Methods Between June 2006 and January 2016, 568 consecutive patients undergoing DBE were reviewed across 3 teaching hospitals in the UK and Italy. Demographic and clinical data were collected and patients were categorised by age (elderly: ≥70 years and young: <70 years) and the presence or absence of CVD. Comparisons were made of diagnostic and therapeutic yields and complications rates.

Results CVD was present in 185 patients (mean age 70±9.7, 51% male) who underwent DBE for iron deficiency anaemia (54%) overt gastrointestinal bleeding (25%), suspected Crohn’s disease (10%), small bowel strictures (6%) and suspected coeliac disease complications (4%). CVD (elderly vs young) included ischaemic heart disease (59% vs 68%, p = 0.2), valve replacement (23% vs 16%, p = 0.3), atrial fibrillation (31% vs 11%, p < 0.05) and congestive cardiac failure (21% vs 8.5%, p < 0.05). The 2 groups (elderly vs young) had similar propofol requirements (1320 mg vs 999 mg, p = 0.5), but midazolam (4 mg vs 5.5 mg, p < 0.05) and fentanyl (36.5 mcg vs 75 mcg, p < 0.05) use was less in the elderly. The most common abnormalities (elderly vs young) were ulcers (5.5% vs 10%, p = 0.4), strictures (3% vs 3%, p = 1.0), tumours (2% vs 7%, p = 0.2) and angioectasias (43% vs 27%, p < 0.05). Diagnostic yield (67% vs 64%, p = 0.8) and complication rates (5.5% vs 2%, p = 0.3) were comparable. However, therapeutic yield was higher in the elderly (50.5% vs 33%, p < 0.05).

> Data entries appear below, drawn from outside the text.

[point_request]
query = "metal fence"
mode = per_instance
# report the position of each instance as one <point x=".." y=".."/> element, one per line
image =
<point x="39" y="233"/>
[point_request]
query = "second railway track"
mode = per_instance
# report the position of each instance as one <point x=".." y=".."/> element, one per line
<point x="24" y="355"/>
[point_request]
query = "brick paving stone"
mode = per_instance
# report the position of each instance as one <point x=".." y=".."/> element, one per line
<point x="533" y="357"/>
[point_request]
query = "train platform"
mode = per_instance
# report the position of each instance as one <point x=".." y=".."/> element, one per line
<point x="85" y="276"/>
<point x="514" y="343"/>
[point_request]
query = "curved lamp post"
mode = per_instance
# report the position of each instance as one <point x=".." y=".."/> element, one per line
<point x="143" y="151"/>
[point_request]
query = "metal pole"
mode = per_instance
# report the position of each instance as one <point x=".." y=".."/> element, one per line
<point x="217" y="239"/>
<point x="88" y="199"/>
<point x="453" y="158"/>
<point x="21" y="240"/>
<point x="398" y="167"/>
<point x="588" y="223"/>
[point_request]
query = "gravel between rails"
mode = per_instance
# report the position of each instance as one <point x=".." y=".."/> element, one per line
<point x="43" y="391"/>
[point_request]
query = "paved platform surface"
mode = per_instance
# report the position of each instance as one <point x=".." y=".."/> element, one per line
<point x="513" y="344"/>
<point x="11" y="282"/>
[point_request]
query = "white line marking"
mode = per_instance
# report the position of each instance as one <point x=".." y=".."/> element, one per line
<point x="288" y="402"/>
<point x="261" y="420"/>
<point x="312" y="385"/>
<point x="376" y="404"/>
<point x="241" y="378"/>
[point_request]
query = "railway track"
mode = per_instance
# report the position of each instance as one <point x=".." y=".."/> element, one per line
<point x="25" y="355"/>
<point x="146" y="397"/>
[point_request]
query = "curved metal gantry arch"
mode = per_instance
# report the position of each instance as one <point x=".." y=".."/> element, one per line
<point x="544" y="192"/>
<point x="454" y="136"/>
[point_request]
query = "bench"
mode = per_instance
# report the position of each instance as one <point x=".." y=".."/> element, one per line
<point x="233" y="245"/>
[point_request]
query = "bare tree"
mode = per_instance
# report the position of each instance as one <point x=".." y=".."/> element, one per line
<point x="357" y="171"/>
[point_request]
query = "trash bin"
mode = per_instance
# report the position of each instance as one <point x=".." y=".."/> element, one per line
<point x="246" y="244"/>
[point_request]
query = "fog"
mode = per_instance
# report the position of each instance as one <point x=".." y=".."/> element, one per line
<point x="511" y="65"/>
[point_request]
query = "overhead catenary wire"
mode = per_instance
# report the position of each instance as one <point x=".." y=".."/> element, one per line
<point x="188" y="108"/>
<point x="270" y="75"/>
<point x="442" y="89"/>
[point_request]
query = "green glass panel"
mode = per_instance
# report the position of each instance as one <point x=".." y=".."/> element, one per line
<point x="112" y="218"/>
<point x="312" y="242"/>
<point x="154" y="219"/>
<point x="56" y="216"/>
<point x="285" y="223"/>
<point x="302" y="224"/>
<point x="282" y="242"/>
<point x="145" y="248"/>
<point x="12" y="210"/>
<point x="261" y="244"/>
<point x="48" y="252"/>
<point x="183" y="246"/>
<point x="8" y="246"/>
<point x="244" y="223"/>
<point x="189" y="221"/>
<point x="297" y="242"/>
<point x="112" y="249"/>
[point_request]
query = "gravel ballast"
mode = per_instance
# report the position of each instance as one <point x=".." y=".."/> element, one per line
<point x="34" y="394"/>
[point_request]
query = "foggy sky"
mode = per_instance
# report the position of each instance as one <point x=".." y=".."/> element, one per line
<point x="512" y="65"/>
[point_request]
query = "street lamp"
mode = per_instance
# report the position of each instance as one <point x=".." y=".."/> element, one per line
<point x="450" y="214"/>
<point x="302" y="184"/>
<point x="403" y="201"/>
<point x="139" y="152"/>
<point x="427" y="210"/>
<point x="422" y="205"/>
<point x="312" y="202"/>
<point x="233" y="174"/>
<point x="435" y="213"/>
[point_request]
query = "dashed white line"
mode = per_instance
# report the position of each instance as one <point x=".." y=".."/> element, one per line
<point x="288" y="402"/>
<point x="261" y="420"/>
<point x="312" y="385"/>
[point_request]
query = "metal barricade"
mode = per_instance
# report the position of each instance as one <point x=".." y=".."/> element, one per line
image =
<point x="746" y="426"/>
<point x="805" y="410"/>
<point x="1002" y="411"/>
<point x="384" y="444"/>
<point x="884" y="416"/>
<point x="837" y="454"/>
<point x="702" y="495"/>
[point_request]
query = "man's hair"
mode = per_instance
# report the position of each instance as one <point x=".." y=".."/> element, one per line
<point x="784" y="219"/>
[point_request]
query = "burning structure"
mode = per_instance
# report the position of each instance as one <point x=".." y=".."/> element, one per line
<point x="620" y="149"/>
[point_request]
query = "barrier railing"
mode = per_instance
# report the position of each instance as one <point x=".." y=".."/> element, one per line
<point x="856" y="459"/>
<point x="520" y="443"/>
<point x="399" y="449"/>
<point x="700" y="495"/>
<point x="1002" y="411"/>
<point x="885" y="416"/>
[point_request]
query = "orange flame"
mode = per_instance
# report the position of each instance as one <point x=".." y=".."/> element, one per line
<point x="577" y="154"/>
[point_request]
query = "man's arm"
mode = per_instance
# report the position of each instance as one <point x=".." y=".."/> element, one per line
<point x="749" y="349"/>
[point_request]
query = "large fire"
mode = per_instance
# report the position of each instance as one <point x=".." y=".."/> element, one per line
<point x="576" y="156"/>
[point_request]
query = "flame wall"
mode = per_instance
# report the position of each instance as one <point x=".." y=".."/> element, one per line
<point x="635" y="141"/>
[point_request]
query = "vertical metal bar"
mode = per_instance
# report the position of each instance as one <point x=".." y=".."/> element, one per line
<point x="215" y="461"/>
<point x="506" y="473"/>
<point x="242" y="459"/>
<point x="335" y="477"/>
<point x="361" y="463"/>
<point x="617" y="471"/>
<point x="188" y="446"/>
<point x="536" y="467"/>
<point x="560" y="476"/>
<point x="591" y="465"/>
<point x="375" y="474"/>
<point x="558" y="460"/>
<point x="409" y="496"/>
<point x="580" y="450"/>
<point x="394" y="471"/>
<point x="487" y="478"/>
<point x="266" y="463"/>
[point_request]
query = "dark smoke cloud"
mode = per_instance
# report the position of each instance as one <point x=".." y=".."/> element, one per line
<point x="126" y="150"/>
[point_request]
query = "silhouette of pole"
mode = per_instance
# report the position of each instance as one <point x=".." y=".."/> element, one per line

All CVD patients were compared to 383 patients without CVD (mean age 50±14.1, 44% male). Diagnostic yield was higher in those with CVD compared to those without (65% vs 50%, p < 0.05), as was therapeutic yield (42% vs 17%, p < 0.05). Irrespective of age, angioectasias were commoner in patients with CVD compared to those without (34.6% vs. 8.4%, p < 0.05). The difference seen in complications between both groups was not significant (2.7% vs 0.8%, p = 0.12). Complications seen in the CVD group included 2 cases of systemic infections, 2 cases of respiratory compromise and 1 case of myocardial infarction.

Conclusion We report the first multicentre study attesting the safety of patients with CVD undergoing DBE. Moreover, patients with CVD have higher diagnostic and therapeutic yield at DBE and thus with careful selection, these patients are most likely to benefit from the procedure.